With the London 2012 Olympics set to begin in five days time, if you’re a Londoner, now might be a good time to check your vaccination records. The Olympic games represents one of the largest gatherings of humanity from all corners of the globe. Such large events, be they sporting, artistic, religious, political or musical in nature, can lead to breakouts of infectious disease, although these are relatively rare: a report that analysed records spanning 1964 to 1993 turned up only 38 outbreaks associated with sports events. More recently, the Special Olympics in Minneapolis in 1994, the Vancouver Winter Olympics in 2010 and a Superbowl event in Indiana in February this year have all been associated with infectious disease outbreaks. With several million visitors expected in London over the 16 days that the Olympic games will be held, public health officials are working hard to make sure that people are aware of the risks.
And it’s not just for human competitors: spare a thought for the horses in the equestrian events. Even though horses must pass a strict health test before travelling, outbreaks can still occur: equine influenza was detected at a horse trials event in Queensland, Australia in 2007, while equine herpesvirus was identified following a national equine championship event in Utah in 2011.

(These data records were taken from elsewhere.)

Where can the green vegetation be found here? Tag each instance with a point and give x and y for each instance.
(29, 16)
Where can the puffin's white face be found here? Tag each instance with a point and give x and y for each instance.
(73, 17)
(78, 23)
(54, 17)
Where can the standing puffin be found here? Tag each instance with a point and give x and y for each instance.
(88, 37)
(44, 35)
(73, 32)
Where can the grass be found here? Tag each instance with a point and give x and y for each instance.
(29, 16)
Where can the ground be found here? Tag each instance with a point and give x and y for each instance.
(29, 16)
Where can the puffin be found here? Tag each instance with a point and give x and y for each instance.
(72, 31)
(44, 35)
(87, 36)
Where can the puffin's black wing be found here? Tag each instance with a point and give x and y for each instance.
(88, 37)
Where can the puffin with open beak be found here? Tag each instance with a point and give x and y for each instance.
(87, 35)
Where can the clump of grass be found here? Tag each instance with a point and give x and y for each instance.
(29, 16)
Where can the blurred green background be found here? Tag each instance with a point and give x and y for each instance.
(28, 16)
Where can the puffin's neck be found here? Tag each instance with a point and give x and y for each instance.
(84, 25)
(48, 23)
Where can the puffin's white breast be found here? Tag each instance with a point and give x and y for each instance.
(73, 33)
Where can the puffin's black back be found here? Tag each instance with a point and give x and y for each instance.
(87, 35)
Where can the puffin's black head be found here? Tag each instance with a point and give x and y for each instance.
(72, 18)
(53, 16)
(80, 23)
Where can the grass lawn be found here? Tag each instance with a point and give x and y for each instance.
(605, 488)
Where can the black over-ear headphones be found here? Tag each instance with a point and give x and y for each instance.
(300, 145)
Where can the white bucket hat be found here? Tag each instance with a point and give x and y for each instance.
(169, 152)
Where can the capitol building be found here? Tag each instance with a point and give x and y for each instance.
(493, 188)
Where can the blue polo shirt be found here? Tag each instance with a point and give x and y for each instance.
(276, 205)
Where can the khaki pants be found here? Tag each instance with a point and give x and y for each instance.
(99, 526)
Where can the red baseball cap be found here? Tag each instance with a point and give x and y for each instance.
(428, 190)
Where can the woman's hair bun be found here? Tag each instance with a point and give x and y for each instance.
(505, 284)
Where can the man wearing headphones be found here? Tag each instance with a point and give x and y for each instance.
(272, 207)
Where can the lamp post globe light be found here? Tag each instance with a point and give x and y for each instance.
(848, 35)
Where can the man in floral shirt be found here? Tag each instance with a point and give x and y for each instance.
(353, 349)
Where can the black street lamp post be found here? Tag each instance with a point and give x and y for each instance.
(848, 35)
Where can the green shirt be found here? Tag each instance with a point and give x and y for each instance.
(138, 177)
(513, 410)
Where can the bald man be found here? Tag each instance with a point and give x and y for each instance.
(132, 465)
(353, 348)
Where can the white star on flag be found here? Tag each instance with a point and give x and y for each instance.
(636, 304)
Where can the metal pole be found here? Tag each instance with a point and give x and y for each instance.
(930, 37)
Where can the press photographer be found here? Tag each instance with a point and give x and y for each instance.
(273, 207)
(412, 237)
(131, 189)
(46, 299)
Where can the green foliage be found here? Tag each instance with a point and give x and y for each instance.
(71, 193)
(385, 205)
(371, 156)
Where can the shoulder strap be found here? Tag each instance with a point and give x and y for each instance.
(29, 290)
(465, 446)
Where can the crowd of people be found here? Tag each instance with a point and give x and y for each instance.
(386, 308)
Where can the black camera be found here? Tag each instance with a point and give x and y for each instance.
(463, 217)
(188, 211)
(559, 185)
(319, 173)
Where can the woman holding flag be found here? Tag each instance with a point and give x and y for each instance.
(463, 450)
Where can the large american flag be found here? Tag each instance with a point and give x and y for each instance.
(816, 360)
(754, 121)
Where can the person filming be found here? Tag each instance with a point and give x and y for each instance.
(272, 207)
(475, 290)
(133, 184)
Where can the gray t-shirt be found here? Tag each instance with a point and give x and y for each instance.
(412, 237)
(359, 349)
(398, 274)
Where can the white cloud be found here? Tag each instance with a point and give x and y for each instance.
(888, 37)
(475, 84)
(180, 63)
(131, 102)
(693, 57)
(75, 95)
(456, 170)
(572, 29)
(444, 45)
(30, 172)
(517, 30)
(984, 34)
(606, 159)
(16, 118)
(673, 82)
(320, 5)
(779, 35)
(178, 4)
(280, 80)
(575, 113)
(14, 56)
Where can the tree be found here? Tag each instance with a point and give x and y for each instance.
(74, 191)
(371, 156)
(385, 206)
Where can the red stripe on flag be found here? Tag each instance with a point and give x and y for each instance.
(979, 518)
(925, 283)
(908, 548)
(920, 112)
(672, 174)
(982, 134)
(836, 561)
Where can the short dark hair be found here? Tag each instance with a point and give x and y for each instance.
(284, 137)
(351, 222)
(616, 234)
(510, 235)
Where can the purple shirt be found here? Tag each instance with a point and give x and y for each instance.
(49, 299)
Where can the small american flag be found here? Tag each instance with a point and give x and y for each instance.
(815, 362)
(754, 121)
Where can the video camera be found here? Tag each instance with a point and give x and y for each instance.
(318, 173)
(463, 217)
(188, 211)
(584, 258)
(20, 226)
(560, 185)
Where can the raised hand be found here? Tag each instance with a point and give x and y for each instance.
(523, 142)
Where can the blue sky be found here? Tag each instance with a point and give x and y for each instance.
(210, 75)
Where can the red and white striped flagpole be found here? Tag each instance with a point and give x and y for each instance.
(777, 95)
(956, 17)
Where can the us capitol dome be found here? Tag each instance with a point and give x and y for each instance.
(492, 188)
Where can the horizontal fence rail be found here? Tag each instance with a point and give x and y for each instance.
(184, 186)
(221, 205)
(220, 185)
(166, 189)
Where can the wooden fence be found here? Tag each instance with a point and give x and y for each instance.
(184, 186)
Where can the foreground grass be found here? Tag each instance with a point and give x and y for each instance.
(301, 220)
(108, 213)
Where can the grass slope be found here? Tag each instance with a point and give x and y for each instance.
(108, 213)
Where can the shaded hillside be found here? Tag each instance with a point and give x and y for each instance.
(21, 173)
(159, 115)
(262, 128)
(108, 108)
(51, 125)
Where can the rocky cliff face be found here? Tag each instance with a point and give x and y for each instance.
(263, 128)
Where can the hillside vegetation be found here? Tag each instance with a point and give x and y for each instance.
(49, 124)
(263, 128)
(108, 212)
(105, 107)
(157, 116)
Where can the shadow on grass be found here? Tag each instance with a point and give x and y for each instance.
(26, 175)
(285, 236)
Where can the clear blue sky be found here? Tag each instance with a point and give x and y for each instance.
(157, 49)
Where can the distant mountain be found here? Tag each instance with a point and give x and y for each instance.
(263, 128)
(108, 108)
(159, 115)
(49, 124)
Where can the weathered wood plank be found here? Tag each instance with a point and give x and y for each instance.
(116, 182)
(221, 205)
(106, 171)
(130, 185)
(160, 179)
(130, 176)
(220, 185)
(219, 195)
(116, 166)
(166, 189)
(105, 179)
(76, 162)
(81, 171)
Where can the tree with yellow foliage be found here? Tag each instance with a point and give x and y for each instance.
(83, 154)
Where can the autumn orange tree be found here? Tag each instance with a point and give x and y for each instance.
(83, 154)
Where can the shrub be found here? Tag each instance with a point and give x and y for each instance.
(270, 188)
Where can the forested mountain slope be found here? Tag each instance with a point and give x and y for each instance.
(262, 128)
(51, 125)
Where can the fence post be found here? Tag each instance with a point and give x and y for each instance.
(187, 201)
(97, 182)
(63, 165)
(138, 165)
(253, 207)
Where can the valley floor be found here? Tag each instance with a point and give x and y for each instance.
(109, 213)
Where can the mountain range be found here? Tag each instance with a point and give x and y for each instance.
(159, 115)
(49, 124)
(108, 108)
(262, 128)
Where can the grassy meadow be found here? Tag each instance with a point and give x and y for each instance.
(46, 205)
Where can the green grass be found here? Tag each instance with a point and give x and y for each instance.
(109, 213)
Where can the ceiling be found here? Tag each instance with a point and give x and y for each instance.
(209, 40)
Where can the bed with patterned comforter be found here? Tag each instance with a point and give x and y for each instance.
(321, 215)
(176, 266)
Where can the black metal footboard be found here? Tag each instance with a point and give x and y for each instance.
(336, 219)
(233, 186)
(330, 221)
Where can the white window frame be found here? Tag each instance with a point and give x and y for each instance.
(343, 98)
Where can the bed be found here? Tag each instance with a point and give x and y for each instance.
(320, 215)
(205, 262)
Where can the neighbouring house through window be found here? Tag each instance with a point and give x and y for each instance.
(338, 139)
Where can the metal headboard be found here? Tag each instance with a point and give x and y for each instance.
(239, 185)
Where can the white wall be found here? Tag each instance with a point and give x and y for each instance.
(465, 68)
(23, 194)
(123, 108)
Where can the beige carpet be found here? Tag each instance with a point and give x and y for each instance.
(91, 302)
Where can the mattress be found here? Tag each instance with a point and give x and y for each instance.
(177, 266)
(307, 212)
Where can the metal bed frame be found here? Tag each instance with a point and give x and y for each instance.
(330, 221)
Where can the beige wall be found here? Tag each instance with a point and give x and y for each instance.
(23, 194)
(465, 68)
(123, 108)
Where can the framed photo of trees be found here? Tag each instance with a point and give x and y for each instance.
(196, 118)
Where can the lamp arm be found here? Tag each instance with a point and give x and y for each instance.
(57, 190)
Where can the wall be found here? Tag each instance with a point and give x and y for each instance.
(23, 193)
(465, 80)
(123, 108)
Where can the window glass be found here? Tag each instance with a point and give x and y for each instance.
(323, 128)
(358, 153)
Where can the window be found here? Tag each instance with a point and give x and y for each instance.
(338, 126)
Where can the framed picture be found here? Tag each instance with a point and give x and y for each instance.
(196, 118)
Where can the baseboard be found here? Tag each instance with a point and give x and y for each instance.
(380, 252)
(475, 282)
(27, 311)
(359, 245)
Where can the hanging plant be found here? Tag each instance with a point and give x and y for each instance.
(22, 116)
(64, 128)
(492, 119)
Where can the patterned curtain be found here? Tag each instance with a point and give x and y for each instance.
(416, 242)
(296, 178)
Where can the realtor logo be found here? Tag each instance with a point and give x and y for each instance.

The American Centers for Disease Control and Prevention (CDC), the European Centre for Disease Prevention and Control (ECDC) and the World Health Organisation (WHO) have all issued warnings that spectators at the London 2012 Olympics should make sure that their vaccines are up-to-date, especially for measles, which is currently undergoing a resurgence in several countries, including the United Kingdom.
Before you travel, make sure your routine vaccinations are up-to-date. The main travel risks are food- and waterbourne illness, airbourne disease and sexually-transmitted disease. Simple measures, such as hand sanitisation, drinking bottled water and the use of prophylactics during sexual intercourse, can help to protect you against these risks.